An individual owed wages may file a wage complaint with the Department of Labor and Industries (Department) under the Wage Payment Act (WPA), and the Department must investigate. Unless the complaint is otherwise resolved, the Department must issue either a citation and notice of assessment or a determination of compliance.
When the Department issues a citation and notice of assessment, it may order the employer to pay the employee all wages owed, including interest of 1 percent per month, calculated from the first date wages were owed. The WPA does not have a provision allowing for the collection of interest when a complaint is resolved before the issuance of a citation and notice of assessment.
The Wage Payment Act is amended to allow the Department to demand all amounts owed, including interest of 1 percent per month, for all wage complaints filed. The Department may not waive or reduce any interest on any amounts owed unless the employee expressly requests a waiver or reduction of interest.
The Department must convene a work group to develop and recommend strategies for eliminating wage theft and for helping workers recover wages and be made whole as quickly and as fully as possible. The work group must identify options to enhance the Department's ability to provide swift relief to workers. The work group must explore options that include the creation of a wage recovery fund or similar mechanism to provide relief before the employer has paid the worker or the Department. The work group must also explore other procedures used in other states.
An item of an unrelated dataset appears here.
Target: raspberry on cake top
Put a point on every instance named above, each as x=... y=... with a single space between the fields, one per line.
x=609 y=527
The work group must include at least one representative from:
The work group's recommendations must be made by consensus. The work group must submit a report with its recommendations to the appropriate committees of the Legislature by September 1, 2024.
The substitute bill: changes the date the report is due from December 1, 2023, to September 1, 2024; adds a representative of a statewide small business advocacy organization to the work group; and adds "eliminating wage theft" to the topics the work group must address.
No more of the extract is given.